The models were far less successful when predicting the sentiment of the adversarial test set due to the more nuanced language techniques. The ensemble was better than the naive bayes classifier that I used in Assignment 2 but after analysing the individual review predictions it was clear that the three contributing models were too similar. The 3 decision tree classifiers almost always voted for the same sentiment regardless of whether they were right or wrong.

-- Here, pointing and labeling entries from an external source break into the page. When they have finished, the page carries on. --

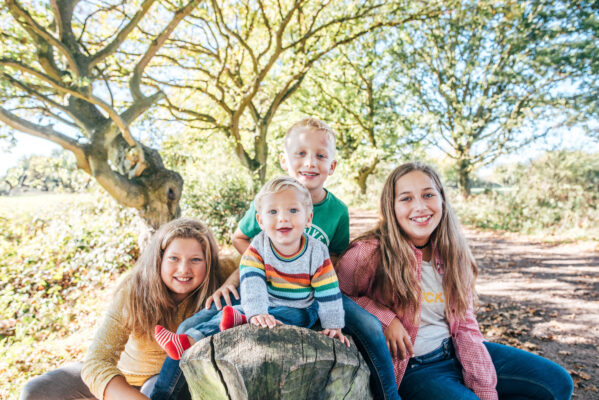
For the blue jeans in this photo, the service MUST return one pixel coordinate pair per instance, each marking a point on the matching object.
(171, 383)
(520, 375)
(368, 335)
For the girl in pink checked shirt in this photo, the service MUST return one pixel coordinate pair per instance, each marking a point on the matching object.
(416, 274)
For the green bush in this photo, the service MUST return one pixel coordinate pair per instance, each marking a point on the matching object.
(219, 202)
(55, 173)
(558, 193)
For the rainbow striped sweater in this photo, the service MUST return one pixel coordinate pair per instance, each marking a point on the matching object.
(269, 278)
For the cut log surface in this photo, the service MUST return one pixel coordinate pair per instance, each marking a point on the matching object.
(286, 362)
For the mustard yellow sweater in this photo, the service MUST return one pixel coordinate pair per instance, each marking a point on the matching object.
(115, 351)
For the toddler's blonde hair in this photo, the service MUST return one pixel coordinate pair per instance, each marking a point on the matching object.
(277, 185)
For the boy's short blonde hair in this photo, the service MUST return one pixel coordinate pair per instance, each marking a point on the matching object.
(277, 185)
(312, 123)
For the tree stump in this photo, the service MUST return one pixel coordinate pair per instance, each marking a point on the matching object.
(286, 362)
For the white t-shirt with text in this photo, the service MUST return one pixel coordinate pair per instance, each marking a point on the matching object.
(433, 327)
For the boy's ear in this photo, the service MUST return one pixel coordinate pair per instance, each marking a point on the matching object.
(332, 168)
(309, 221)
(283, 160)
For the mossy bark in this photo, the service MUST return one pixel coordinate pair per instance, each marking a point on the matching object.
(286, 362)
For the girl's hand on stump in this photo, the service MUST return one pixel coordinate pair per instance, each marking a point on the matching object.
(336, 333)
(265, 321)
(230, 286)
(398, 340)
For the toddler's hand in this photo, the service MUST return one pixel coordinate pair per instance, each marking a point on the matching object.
(265, 321)
(398, 340)
(332, 333)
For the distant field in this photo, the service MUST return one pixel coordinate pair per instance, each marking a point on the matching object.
(60, 256)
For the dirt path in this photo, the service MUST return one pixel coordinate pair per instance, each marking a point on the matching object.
(538, 297)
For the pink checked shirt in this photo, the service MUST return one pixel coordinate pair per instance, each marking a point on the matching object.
(355, 271)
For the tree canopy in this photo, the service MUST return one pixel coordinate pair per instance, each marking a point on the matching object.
(480, 79)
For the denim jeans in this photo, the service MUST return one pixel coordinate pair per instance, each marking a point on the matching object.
(368, 335)
(520, 375)
(65, 383)
(171, 383)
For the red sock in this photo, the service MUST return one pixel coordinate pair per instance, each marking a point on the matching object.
(173, 344)
(231, 318)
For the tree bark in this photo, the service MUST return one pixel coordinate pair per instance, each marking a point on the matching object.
(464, 177)
(286, 362)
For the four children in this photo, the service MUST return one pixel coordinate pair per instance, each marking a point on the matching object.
(286, 276)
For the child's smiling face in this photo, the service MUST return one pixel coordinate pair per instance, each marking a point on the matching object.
(418, 206)
(183, 267)
(309, 157)
(283, 217)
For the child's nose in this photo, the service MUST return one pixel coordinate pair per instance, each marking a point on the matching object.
(283, 216)
(184, 265)
(310, 160)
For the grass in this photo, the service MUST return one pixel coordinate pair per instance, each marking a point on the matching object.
(60, 254)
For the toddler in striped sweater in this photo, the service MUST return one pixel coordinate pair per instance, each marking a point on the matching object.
(286, 276)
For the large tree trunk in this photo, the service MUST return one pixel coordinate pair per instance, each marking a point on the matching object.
(464, 168)
(286, 362)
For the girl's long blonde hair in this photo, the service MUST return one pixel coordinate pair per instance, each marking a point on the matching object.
(395, 280)
(148, 301)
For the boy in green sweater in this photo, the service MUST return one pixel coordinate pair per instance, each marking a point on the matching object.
(309, 157)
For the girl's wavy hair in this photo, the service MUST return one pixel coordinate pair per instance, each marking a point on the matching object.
(395, 281)
(148, 300)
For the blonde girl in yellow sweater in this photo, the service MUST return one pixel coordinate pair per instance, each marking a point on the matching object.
(170, 282)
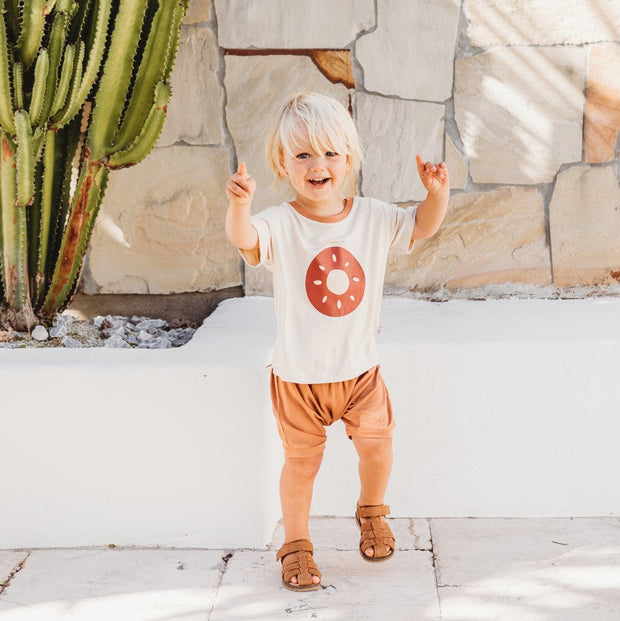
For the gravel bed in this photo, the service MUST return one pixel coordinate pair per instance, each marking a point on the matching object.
(109, 331)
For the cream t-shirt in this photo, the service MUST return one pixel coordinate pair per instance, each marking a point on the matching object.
(328, 275)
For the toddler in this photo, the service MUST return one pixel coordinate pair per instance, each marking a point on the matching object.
(328, 255)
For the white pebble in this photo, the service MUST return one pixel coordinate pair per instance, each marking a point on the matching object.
(40, 333)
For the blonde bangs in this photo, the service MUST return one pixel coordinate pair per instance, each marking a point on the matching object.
(316, 118)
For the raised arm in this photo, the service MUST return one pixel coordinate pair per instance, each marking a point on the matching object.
(240, 191)
(432, 211)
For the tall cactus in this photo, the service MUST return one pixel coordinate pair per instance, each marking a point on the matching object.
(84, 86)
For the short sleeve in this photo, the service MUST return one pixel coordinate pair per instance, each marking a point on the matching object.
(403, 224)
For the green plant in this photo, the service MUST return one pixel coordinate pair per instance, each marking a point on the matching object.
(83, 90)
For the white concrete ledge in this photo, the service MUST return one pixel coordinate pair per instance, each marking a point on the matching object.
(503, 408)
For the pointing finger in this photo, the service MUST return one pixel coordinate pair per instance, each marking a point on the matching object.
(420, 163)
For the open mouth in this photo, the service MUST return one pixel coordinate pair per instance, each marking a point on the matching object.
(319, 182)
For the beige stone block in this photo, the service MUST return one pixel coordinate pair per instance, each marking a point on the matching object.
(283, 24)
(531, 22)
(335, 65)
(198, 11)
(457, 165)
(520, 112)
(392, 132)
(584, 216)
(161, 226)
(486, 239)
(602, 115)
(196, 108)
(411, 52)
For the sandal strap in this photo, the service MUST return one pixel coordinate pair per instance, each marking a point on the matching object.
(299, 545)
(372, 511)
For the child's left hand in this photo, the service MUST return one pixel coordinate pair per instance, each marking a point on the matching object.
(434, 176)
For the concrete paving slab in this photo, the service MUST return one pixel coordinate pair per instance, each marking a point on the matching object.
(124, 585)
(398, 590)
(528, 570)
(330, 533)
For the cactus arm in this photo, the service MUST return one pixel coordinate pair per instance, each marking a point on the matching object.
(18, 85)
(181, 9)
(82, 88)
(42, 219)
(13, 231)
(116, 78)
(40, 82)
(85, 205)
(62, 90)
(152, 67)
(55, 47)
(67, 143)
(11, 8)
(24, 159)
(6, 111)
(71, 104)
(147, 137)
(34, 13)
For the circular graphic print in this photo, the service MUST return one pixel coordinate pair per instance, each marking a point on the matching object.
(335, 282)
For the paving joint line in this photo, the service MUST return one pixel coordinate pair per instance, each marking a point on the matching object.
(434, 561)
(5, 584)
(226, 558)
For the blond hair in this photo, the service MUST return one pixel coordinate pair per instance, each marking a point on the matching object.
(322, 120)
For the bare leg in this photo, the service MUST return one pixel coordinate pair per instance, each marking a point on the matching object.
(296, 485)
(375, 465)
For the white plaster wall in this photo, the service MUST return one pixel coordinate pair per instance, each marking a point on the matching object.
(504, 408)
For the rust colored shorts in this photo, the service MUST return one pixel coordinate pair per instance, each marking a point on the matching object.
(304, 410)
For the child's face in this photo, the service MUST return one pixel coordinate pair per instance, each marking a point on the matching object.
(316, 177)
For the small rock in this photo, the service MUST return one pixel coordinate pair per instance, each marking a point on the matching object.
(58, 330)
(144, 337)
(40, 333)
(69, 342)
(98, 321)
(116, 341)
(148, 324)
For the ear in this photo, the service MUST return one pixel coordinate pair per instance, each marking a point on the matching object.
(282, 167)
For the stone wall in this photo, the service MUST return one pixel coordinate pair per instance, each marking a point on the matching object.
(521, 98)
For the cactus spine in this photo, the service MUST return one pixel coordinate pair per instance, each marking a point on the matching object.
(84, 87)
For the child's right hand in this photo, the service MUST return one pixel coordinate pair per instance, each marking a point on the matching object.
(241, 187)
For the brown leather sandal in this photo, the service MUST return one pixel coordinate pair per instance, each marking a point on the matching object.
(374, 533)
(297, 561)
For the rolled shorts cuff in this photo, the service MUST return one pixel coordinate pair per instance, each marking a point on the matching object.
(304, 451)
(369, 432)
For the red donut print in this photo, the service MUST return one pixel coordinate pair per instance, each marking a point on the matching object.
(335, 282)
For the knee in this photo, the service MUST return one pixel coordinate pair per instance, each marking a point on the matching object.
(374, 450)
(304, 467)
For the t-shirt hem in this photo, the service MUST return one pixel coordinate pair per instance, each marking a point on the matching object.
(319, 379)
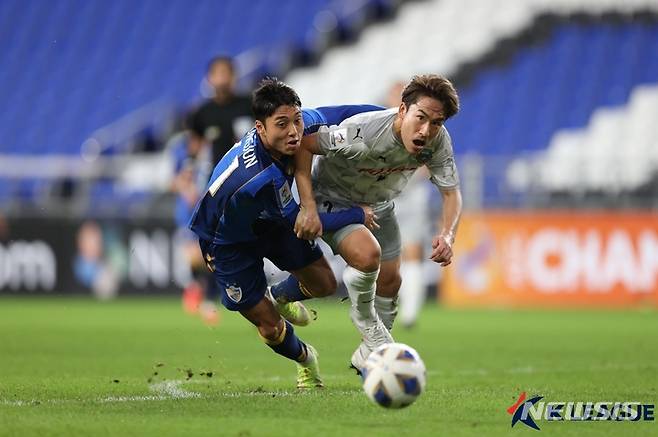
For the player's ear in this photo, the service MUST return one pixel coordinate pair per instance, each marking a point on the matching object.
(402, 110)
(260, 127)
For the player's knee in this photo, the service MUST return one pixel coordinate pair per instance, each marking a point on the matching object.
(367, 259)
(271, 332)
(326, 286)
(388, 283)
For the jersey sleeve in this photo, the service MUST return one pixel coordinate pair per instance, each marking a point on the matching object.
(345, 140)
(332, 115)
(442, 167)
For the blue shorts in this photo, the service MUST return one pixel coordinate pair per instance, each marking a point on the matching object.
(238, 268)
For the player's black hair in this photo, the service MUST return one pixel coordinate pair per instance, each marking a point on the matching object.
(269, 95)
(434, 86)
(227, 60)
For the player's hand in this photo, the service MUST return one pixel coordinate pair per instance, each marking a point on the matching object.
(307, 224)
(442, 250)
(371, 219)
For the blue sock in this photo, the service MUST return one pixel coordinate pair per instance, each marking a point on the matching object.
(288, 344)
(290, 290)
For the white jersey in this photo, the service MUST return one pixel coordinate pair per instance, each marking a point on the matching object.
(364, 162)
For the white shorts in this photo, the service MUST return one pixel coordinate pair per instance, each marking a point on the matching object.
(388, 235)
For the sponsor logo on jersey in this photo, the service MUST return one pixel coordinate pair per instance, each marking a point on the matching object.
(285, 195)
(339, 137)
(386, 171)
(249, 154)
(234, 293)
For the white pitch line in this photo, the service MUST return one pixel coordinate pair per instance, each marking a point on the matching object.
(164, 391)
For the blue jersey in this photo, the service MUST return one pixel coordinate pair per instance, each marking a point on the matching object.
(249, 193)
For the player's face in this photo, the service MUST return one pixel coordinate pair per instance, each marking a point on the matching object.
(420, 123)
(282, 131)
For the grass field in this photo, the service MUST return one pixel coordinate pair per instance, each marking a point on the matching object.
(78, 367)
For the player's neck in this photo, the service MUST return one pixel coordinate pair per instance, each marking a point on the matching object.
(275, 154)
(397, 129)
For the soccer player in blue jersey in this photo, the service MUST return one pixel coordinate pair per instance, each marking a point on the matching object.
(247, 214)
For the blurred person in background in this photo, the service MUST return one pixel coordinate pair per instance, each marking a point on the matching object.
(368, 159)
(413, 214)
(192, 166)
(226, 115)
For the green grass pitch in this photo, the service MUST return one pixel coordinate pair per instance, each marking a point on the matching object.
(71, 366)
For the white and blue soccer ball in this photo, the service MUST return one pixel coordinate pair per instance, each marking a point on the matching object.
(394, 375)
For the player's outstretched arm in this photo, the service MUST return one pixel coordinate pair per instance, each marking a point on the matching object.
(442, 243)
(307, 225)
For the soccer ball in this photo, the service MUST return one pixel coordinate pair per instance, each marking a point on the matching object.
(394, 375)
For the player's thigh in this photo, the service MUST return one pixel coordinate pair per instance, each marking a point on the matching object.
(389, 279)
(289, 253)
(238, 274)
(318, 278)
(265, 317)
(358, 247)
(388, 234)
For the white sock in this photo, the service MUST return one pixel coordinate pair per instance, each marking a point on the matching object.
(361, 289)
(387, 309)
(412, 291)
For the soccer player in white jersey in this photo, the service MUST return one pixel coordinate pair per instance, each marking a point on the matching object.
(368, 159)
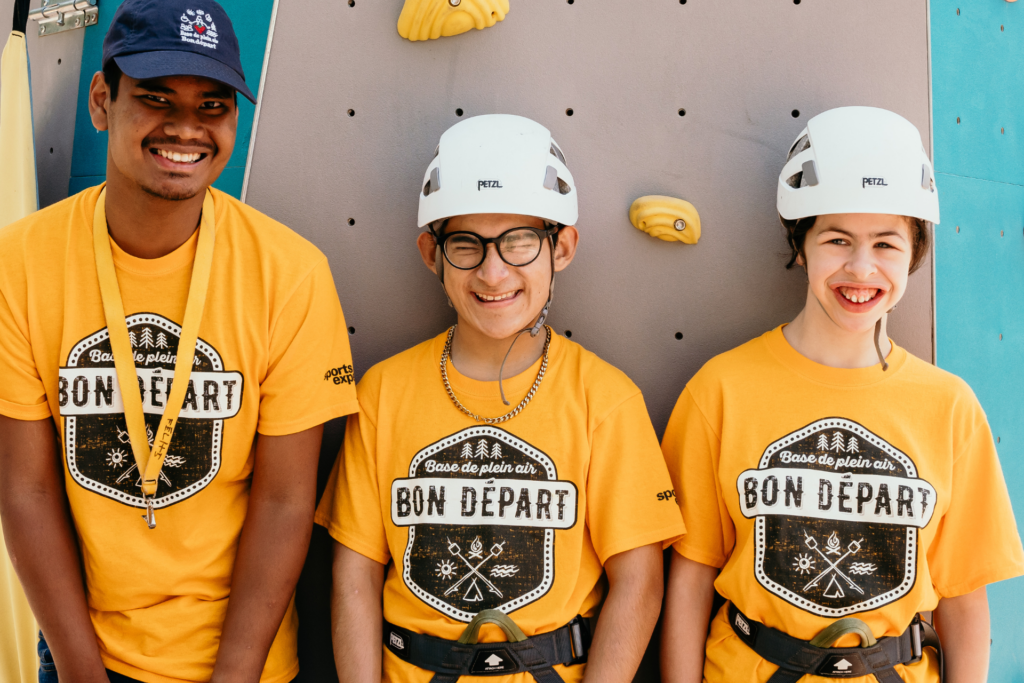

The models were clearly identifying the same important features and making the same mistakes which defeats the purpose of the ensemble.

In [28]:
import numpy as np
from sklearn.metrics import confusion_matrix, accuracy_score

combined_labels = [1, 1, 1, 0, 0, 0] + [0, 0, 0, 1, 1, 1]

combined_reviews = easy_reviews + adversarial_reviews
X_test_combined = vectorizer.transform(combined_reviews).toarray()

y_pred_dt1 = model_dt1.predict(X_test_combined)
y_pred_dt2 = model_dt2.predict(X_test_combined)
y_pred_dt3 = model_dt3.predict(X_test_combined)

y_pred_ensemble = []
for i in range(len(y_pred_dt1_combined)):
    votes = [y_pred_dt1[i], y_pred_dt2[i], y_pred_dt3[i]]
    y_pred_ensemble.append(1 if votes.count(1) > votes.count(0) else 0)

# Calculate accuracy scores for each model and the ensemble on the combined test set
accuracy_dt1_combined = accuracy_score(combined_labels, y_pred_dt1)
accuracy_dt2_combined = accuracy_score(combined_labels, y_pred_dt2)
accuracy_dt3_combined = accuracy_score(combined_labels, y_pred_dt3)
accuracy_ensemble_combined = accuracy_score(combined_labels, y_pred_ensemble)

cm_ensemble = confusion_matrix(combined_labels, y_pred_ensemble)

# Print overall accuracy and confusion matrices
print("\nOverall Accuracies (Combined Test Set):")
print(f"Model 1 Accuracy: {accuracy_dt1_combined:.4f}")
print(f"Model 2 Accuracy: {accuracy_dt2_combined:.4f}")
print(f"Model 3 Accuracy: {accuracy_dt3_combined:.4f}")
print(f"Ensemble Accuracy: {accuracy_ensemble_combined:.4f}")

print("\nConfusion Matrix for Ensemble (Combined Test Set):\n", cm_ensemble)



Overall Accuracies (Combined Test Set):
Model 1 Accuracy: 0.6667
Model 2 Accuracy: 0.6667
Model 3 Accuracy: 0.6667
Ensemble Accuracy: 0.6667

Confusion Matrix for Ensemble (Combined Test Set):
 [[4 2]
 [2 4]]


Overall, the ensemble had a very similar performance on my own test set as it did on the IMDB reviews. This makes sense as between the easy and adversarial set there was a good mix of easy and hard reviews to classify which would have also been captured in the IMDB set due to its large sample size. This indicates that my own test set was a fair way to trial and analyse the ensemble model. My biggest learning from this was that ensembles can certainly be a more effective way to design a classificaation model. However, it's very important to choose a diverse and large set of individual models so that you can reduce bias and improve overall accuracy by capturing different patterns in the data.